As much as I liked Kweeder and Larkin, I was, however, still a singer and the new source of music gave me a vast number of songs to sing myself. I quickly got some tapes of their performances, embraced the tunes, learned the lyrics, and took to singing their songs whenever the mood struck me-—and the mood struck quite often.
I would routinely sing along to Kweeder and Larkin songs whenever I was at home or driving. I would also sing their songs as I walked home late at night, alone or with someone, from Dobbs or other bars where they were playing.
The more I learned Kenn’s music I noticed that there was bit of yodeling—a sort of Eastern European influence in his songs that somehow seemed to connect Uncle Joey’s songs, Cowboy Western musicals, my father’s Sunday morning Polka special, with Philadelphia rock and roll. The ballads that Kweeder sang were about his life, lost loves, and adventures in Philadelphia. Many of the songs were stories that resonated with me and it was common for me, after an evening of drinking at a bar, to walk the streets of Philadelphia late at night singing these songs to myself and others I would encounter along the way home.
Confident with my street troubadour style I took my singing to other countries. Once while I was in Japan, as part of a Countryside Stewardship International Exchange Team, I sang “karaoke” one night after a meal in Shira Kawa Ko with a group of US and Japanese leaders. The leaders from Japan sang beautiful songs with skill and style that made my rendition of “I Left My Heart in San Francisco” seem quite pathetic.
I left Philadelphia in 1989 for Alexandria, VA, married, and gave up my attachment to alcohol, bars and singing in the streets at night. After I eliminated alcohol I realized that as much as I enjoyed music and singing I couldn’t carry a tune and I had no God-given ability to sing. My voice was dog-like and it was possible that it had always had a canine quality to it. When I sing it causes strangers to complain, relatives to blush, and friends to move away.

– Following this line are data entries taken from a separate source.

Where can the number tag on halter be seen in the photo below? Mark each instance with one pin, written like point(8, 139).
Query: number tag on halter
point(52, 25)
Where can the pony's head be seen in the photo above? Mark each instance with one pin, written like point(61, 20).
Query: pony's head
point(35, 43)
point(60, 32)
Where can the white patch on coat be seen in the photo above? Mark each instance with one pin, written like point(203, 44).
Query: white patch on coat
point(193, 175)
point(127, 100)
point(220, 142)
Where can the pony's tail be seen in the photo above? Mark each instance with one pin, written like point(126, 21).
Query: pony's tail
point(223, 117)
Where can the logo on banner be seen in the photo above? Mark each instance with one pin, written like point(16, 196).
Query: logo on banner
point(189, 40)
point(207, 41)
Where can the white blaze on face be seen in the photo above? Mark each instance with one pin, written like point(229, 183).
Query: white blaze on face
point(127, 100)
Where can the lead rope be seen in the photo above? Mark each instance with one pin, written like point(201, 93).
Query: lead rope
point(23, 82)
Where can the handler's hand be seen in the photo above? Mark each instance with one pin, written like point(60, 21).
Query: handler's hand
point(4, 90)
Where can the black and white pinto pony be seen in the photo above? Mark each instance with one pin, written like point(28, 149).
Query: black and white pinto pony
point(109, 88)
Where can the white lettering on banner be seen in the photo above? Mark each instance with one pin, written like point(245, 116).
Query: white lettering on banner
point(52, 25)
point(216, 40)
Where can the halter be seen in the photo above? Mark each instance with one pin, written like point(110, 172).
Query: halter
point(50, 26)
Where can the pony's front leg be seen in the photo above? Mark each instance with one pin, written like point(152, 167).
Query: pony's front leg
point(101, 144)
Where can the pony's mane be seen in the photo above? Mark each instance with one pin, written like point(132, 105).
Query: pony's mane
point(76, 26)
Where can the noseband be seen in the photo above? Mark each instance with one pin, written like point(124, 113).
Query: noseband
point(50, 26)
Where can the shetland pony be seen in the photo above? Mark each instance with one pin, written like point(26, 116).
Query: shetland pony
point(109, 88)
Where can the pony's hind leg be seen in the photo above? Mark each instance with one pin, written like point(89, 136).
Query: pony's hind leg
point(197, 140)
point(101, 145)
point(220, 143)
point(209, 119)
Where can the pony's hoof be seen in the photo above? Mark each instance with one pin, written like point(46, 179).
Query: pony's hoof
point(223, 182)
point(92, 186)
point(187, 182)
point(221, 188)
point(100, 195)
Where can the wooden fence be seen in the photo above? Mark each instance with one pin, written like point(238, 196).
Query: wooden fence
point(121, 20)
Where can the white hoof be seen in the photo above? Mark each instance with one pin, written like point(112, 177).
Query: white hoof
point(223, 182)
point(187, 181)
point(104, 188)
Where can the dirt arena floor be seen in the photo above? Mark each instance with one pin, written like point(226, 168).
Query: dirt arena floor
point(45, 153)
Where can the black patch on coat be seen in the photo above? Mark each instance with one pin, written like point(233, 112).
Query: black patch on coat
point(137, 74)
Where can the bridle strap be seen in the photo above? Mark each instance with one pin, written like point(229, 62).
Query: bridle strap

My family, except for my wife and my sister’s husband Eli, seem to accept my dog-voice songs when I get carried away and try, once again, to carry a tune. It’s both reassuring and scary how accepting your family can be of the flaws of others. Then again they might have the same tune and tone-deaf limitations I do and are convinced that we are from a talented singing family.
My life still includes listening to music and an occasional Cowboy musical. I seek out music of all kinds and have developed quite a sophisticated ear for jazz, blues, country western, classical, folk, and of course rock’n’roll music. I purchase a great deal of music and we regularly go to concerts and some musicals at the Birchmere Music Hall, Wolf Trap, and the Kennedy Center.
I look for opportunities to sing when I am alone and out of ear-shot of strangers, family, friends and foes. As Harry Chapin sang in “Mr. Tanner” I’ve come to realize that “music is my life and not my livelihood”.
I do still sing at church each Sunday when I can join the singers and the congregation in some Catholic tunes that are suited to my lack of tone and range. I can’t help but think that some of my fellow parishioners might have had a musical history similar to mine and be dog-voiced as well. When those around you are of similar talent it is always easier to be yourself. Church got me started signing and it’s appropriate that I bring my songs back to where it all began.